Following injury, patients present with a swollen, tender thumb base. If significant varus has developed, a clinically visible deformity may be present. However, swelling can mask a surprising amount of angulation. Neurovascular and tendon injuries are not commonly associated with this fracture.
Significant joint incongruity (ie, >1-2 mm of articular step-off) mandates treatment. However, the type of treatment can vary and is somewhat controversial. Large articular fragments in which screws can be used are probably best supported by plate and screw fixation, whereas massive comminution is best treated with a form of traction (see Future and Controversies). Open fractures require debridement, and operative stabilization is recommended to stabilize the skeleton and allow soft-tissue healing. Pin fixation or external fixation is preferred in the presence of open injuries to minimize soft-tissue stripping.

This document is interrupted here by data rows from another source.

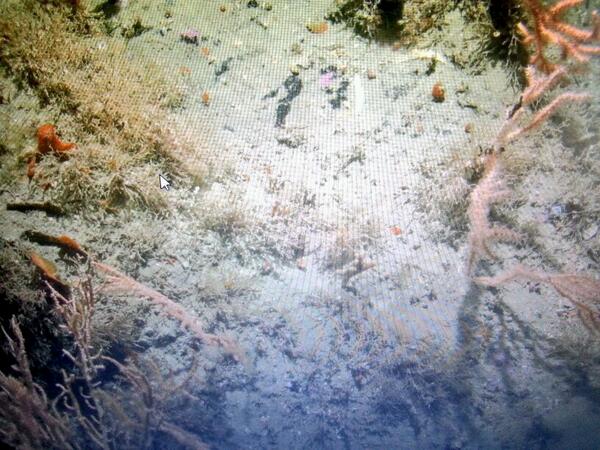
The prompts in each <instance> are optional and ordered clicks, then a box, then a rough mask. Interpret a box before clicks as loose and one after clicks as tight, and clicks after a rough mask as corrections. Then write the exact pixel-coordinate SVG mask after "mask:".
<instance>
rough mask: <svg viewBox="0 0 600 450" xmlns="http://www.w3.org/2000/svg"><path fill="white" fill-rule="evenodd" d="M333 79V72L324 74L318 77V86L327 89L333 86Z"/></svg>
mask: <svg viewBox="0 0 600 450" xmlns="http://www.w3.org/2000/svg"><path fill="white" fill-rule="evenodd" d="M334 78H335V72H325V73H324V74H322V75H321V76H320V77H319V84H320V85H321V87H323V88H328V87H329V86H331V85H332V84H333V80H334Z"/></svg>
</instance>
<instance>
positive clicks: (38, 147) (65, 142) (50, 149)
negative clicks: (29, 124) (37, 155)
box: [37, 123, 75, 155]
mask: <svg viewBox="0 0 600 450" xmlns="http://www.w3.org/2000/svg"><path fill="white" fill-rule="evenodd" d="M37 138H38V154H40V155H45V154H46V153H50V152H51V151H52V152H54V153H62V152H66V151H67V150H71V149H72V148H73V147H75V144H73V143H70V142H62V141H61V140H60V139H59V137H58V136H57V135H56V127H55V126H54V125H51V124H49V123H47V124H45V125H42V126H41V127H39V128H38V131H37Z"/></svg>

The carpometacarpal joint surface consists of 2 reciprocal interlocked saddles that allow motion parallel and perpendicular to the plane of the palm. Compressive forces across the joint appear to be magnified during pinch and have been estimated at 12 times the pinch force. Articular incongruity, therefore, is subjected to high forces and increases the likelihood of arthrosis development. As a result, interest has been spurred to improve the accuracy and security of reduction techniques.
Contraindications to surgery are few; a systemically ill patient following polytrauma who cannot undergo any surgical procedure is an example of a patient in whom surgery would be contraindicated. An open fracture that has large fragments (normally treated with plate and screw fixation) and is massively contaminated would best be managed with traction and repeated debridements.